No entender daquele especialista, "os estudantes não se devem deixar enganar: quanto maior for a formação, melhor". Devem perceber que estudar no Ensino Superior implica tornarem-se cidadãos do mundo, com a possibilidade de trabalharem em qualquer continente.

 As notas do professor

Na parte final do seu discurso, Marçal Grilo quis deixar algumas notas finais, em jeito de conselhos para o futuro. Na sua opinião é salutar que as instituições tenham entendido Bolonha "como um processo e não como um conjunto de medidas que param no tempo. O processo de Bolonha não acabou. Está sempre a começar. Por isso é que vejo com muito bom grado a fusão da UL e da UTL. Os processos têm de partir de baixo. Vocês é que devem pensar e não é o governo que tem de dizer o que vão fazer".

Ciente que "se a Europa não tiver um grande ensino universitário e um grande ensino não universitário como os EUA não vai lá e a verdade é que não tem", atribui uma grande importância às instituições, sobretudo quando de fala em qualidade e de acreditação. Porém, "o poder político deve ter um diálogo para que se possa compatibilizar o que é definido pelas instituições com o quadro legal".

Relativamente a sistemas ou sub-sistemas, palavras que confessa não gostar de utilizar, considera que cada escola é uma escola com as suas especificidades e deve ser encarada com diferenciação. Refere que a diversidade enriquece, pelo que as escolas devem assumir a autonomia: "Não tenham medo de arriscar, de ir o mais longe possível no grau de autonomia. Isso é uma garantia de que são capazes de se gerir, de se relacionar com outras instituições, de resolver os seus problemas".

Na última nota, Marçal Grilo referiu que "não há instituições de Ensino Superior se não forem de carácter internacional.
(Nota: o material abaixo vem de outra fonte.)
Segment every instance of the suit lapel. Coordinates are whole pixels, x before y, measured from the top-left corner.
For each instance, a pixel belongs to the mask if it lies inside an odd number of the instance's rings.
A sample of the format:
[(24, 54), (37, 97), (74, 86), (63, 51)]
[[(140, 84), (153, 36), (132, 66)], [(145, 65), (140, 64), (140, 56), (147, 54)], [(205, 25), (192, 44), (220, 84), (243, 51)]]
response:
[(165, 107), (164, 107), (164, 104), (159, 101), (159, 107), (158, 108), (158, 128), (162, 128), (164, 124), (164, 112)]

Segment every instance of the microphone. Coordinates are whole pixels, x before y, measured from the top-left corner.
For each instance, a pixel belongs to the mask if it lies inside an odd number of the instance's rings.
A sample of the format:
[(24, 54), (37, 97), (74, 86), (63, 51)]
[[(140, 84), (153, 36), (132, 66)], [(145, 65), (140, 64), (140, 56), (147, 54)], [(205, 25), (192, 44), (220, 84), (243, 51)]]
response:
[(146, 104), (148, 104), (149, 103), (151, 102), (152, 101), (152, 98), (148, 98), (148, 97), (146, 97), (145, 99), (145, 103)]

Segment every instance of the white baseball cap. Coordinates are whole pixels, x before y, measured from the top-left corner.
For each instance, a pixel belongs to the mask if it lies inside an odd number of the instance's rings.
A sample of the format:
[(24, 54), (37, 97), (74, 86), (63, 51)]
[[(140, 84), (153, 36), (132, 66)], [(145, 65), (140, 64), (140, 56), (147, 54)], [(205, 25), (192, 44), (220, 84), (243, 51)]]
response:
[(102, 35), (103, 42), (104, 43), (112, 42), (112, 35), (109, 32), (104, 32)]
Ou são de nível internacional ou não o são". O mesmo acontece com a investigação científica: "ou se publica nas grandes revistas ou não se publica". A este nível está porém convencido que as instituições portuguesas estão no bom caminho, o que é decisivo: "num país que não tem recursos naturais significativos, as pessoas são a grande riqueza para encarar o nosso futuro, o dos nossos filhos e o dos nossos netos".